Op-Ed | Queens Chamber of Commerce supports JetBlue-Spirit Airlines acquisition

Forest Hills Stadium
Thomas Grech
QNS file photo

Businesses are the economic backbone of our community, creating jobs and opportunity for residents and bringing tourism and economic investment into our area. At the Queens Chamber of Commerce we believe in supporting those businesses that have demonstrated their investment in our community. And while Queens is a place that many companies call home, not every company has shown a consistent commitment to uplifting our borough and our city the way JetBlue has. 

And that is why we were disappointed to see the U.S. Department of Justice and the Attorney General of New York are attempting to block the JetBlue-Spirit merger based on flawed logic.

JetBlue is often called “New York’s Hometown Airline,” and they live up to that name in multiple ways. With 9,000 crewmembers employed in Queens, JetBlue has a long track record as a trusted community partner. They have planted their roots in Queens with their headquarters – which they have pledged to keep in Long Island City. This investment in our borough has had a catalyzing impact that has benefitted countless small businesses. Because of that dedication, we believe JetBlue should be able to grow, so that they can continue to bring significant economic benefits to our community. 

They also support many local organizations, including: Aviation High School, a school dedicated to training future aircraft maintenance technicians, and the Variety Boys and Girls Club of Queens. We know that as JetBlue grows, they’ll have an even greater positive impact on community-based organizations.

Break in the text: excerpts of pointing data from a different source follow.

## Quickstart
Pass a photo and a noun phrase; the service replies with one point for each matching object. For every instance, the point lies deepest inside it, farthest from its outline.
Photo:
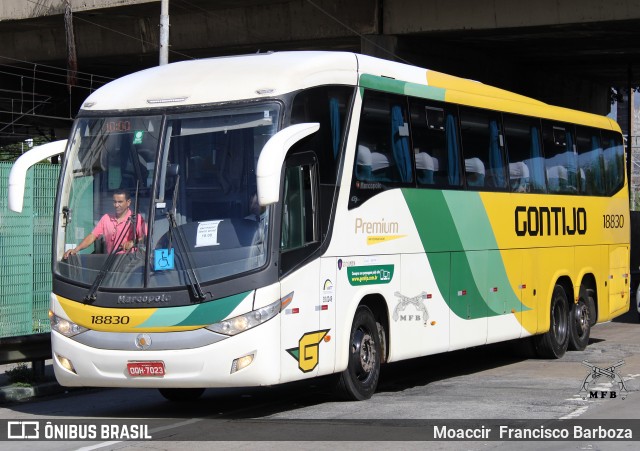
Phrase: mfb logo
(595, 373)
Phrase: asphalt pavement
(24, 389)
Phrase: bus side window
(613, 161)
(299, 235)
(434, 132)
(383, 153)
(524, 149)
(590, 161)
(561, 158)
(482, 146)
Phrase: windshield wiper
(182, 247)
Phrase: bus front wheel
(554, 343)
(579, 324)
(181, 394)
(359, 381)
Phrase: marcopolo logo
(595, 373)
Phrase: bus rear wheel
(359, 381)
(554, 343)
(579, 325)
(181, 394)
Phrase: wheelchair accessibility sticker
(163, 259)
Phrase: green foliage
(12, 151)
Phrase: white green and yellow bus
(302, 214)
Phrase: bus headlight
(233, 326)
(64, 326)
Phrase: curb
(13, 393)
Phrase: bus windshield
(187, 182)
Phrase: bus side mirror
(18, 174)
(269, 169)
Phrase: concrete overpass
(566, 52)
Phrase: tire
(579, 326)
(554, 343)
(359, 381)
(181, 394)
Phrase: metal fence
(25, 253)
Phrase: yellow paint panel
(472, 93)
(113, 319)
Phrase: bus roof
(264, 75)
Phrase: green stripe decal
(195, 315)
(448, 222)
(401, 87)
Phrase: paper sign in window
(207, 233)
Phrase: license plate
(146, 369)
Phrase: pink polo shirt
(111, 229)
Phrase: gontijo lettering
(540, 221)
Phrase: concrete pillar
(380, 46)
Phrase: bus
(291, 215)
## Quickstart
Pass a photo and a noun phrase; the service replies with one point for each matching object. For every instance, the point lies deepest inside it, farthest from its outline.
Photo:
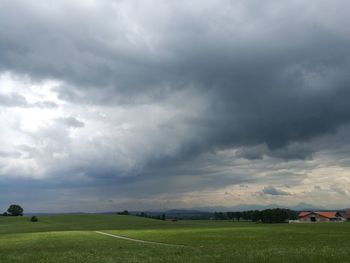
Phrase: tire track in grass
(138, 240)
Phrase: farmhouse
(320, 217)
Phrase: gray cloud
(71, 122)
(13, 100)
(270, 190)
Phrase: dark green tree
(15, 210)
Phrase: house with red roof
(311, 216)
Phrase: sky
(113, 104)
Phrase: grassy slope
(206, 241)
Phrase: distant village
(322, 216)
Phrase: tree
(15, 210)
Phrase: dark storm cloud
(284, 80)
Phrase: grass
(69, 238)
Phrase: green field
(71, 238)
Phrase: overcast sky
(113, 104)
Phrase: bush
(34, 219)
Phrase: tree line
(276, 215)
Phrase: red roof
(302, 214)
(324, 214)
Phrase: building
(311, 216)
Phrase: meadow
(71, 238)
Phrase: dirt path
(138, 240)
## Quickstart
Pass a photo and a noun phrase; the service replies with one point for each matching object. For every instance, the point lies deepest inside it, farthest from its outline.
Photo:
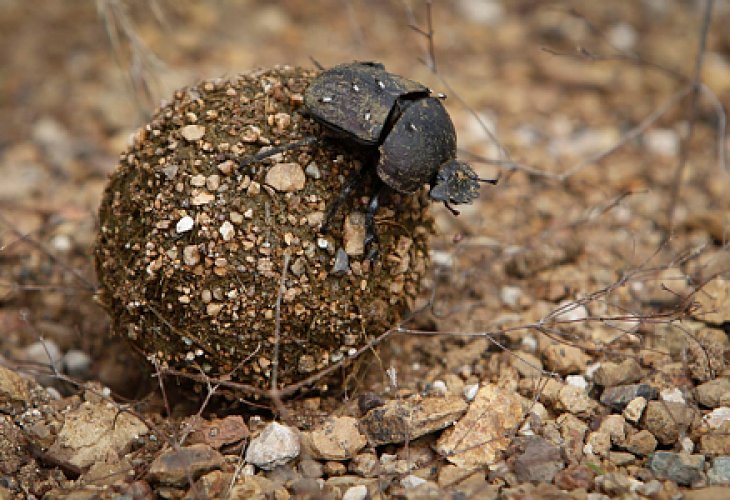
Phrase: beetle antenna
(451, 209)
(316, 63)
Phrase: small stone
(338, 439)
(77, 363)
(359, 492)
(312, 171)
(311, 468)
(719, 473)
(227, 231)
(576, 401)
(342, 262)
(540, 461)
(217, 433)
(174, 467)
(614, 484)
(634, 410)
(681, 468)
(365, 465)
(213, 182)
(717, 418)
(714, 393)
(618, 397)
(483, 431)
(470, 391)
(354, 234)
(191, 255)
(665, 419)
(332, 469)
(575, 477)
(398, 421)
(597, 443)
(44, 353)
(612, 374)
(197, 180)
(412, 481)
(286, 177)
(13, 387)
(565, 359)
(526, 364)
(641, 443)
(674, 395)
(578, 381)
(192, 132)
(202, 198)
(621, 458)
(716, 443)
(662, 141)
(227, 167)
(184, 224)
(276, 445)
(94, 432)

The acquisition promises to be good for consumers as well. 

Since its first flight in 2000, JetBlue has been a low-fare disruptor – a change agent – in an industry desperately in need of it.  Studies have shown that when JetBlue enters a market with a nonstop route, legacy carriers lower their fares by 16% on average. For example, when JetBlue began offering service from JFK to San Antonio, fares decreased 27%. The “JetBlue Effect” as it is called has benefited New Yorkers for over 20 years, and a combined airline means JetBlue can compete with legacy carriers on more routes to more destinations, saving consumers even more. 

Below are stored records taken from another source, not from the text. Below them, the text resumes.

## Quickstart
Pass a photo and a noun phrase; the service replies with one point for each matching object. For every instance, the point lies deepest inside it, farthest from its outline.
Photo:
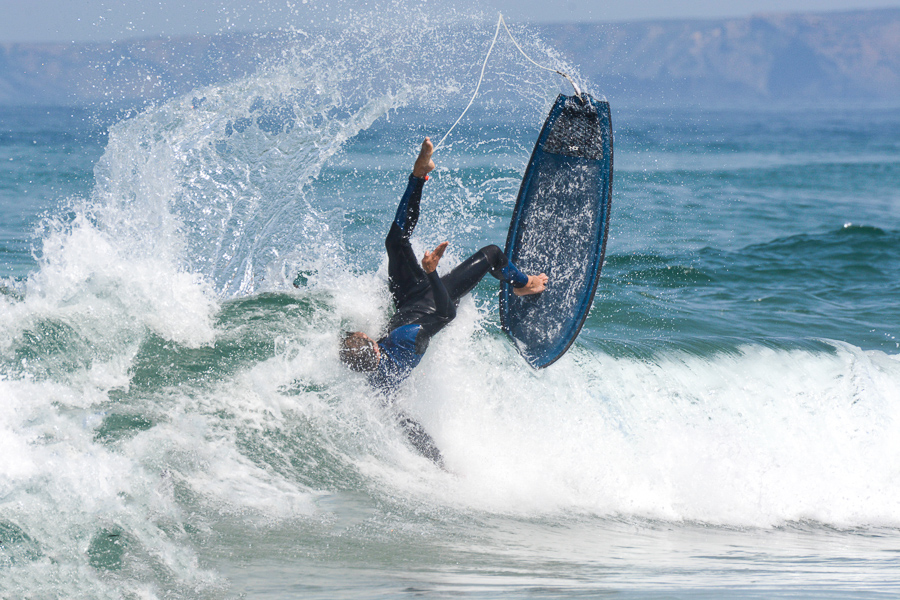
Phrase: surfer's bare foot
(535, 285)
(424, 165)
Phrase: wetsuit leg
(490, 259)
(405, 276)
(421, 441)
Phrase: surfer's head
(359, 352)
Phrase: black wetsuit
(425, 303)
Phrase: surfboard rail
(560, 226)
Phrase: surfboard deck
(559, 227)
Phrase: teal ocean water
(174, 421)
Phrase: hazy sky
(103, 20)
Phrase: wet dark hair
(358, 352)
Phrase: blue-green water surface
(174, 421)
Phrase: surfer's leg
(490, 259)
(405, 275)
(421, 441)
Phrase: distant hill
(778, 58)
(808, 58)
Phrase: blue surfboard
(559, 227)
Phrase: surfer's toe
(424, 165)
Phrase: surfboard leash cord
(500, 21)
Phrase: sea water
(174, 421)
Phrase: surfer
(425, 301)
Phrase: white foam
(759, 438)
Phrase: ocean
(175, 423)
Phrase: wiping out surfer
(425, 301)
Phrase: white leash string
(484, 66)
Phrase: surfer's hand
(431, 259)
(424, 165)
(535, 285)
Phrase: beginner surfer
(425, 302)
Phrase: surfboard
(559, 227)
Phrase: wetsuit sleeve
(407, 212)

Today, legacy airlines control 80% of the domestic market, and JetBlue’s acquisition of Spirit would mean more competition, expanded access to a better flying experience, and lower fares for travelers. For Queens and New York, there is no downside to more travel options and a stronger employer in our area. If the U.S. Department of Justice and New York are truly concerned with consolidation in the airline industry, they would recognize that a stronger JetBlue can better compete with the dominant airlines and create significant benefits for consumers.

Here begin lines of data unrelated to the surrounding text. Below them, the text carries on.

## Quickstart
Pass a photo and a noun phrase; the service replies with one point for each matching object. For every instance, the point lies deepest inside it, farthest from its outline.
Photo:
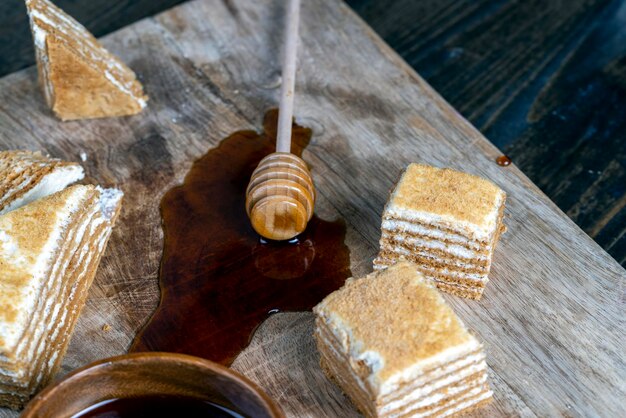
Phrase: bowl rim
(42, 397)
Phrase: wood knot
(280, 197)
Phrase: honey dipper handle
(285, 115)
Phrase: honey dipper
(281, 194)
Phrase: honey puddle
(218, 280)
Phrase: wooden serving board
(552, 318)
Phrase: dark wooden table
(544, 80)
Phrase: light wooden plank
(552, 318)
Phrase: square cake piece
(396, 349)
(447, 223)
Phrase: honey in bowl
(158, 406)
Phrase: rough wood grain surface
(552, 318)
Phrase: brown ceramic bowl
(149, 374)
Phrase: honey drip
(218, 280)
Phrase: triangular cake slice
(49, 253)
(79, 77)
(27, 176)
(397, 349)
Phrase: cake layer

The Queens Chamber of Commerce has advocated on behalf of businesses that make our community strong since 1911. JetBlue is one of those companies. The benefits of the JetBlue-Spirit merger will bring long term economic and community benefits to Queens, increase competition in a highly concentrated airline market, and benefit New Yorkers. As review of the merger moves forward, the U.S. Department of Justice and New York should change course and allow JetBlue to bring lower fares and better service to all New Yorkers and those who wish to visit the city we call home.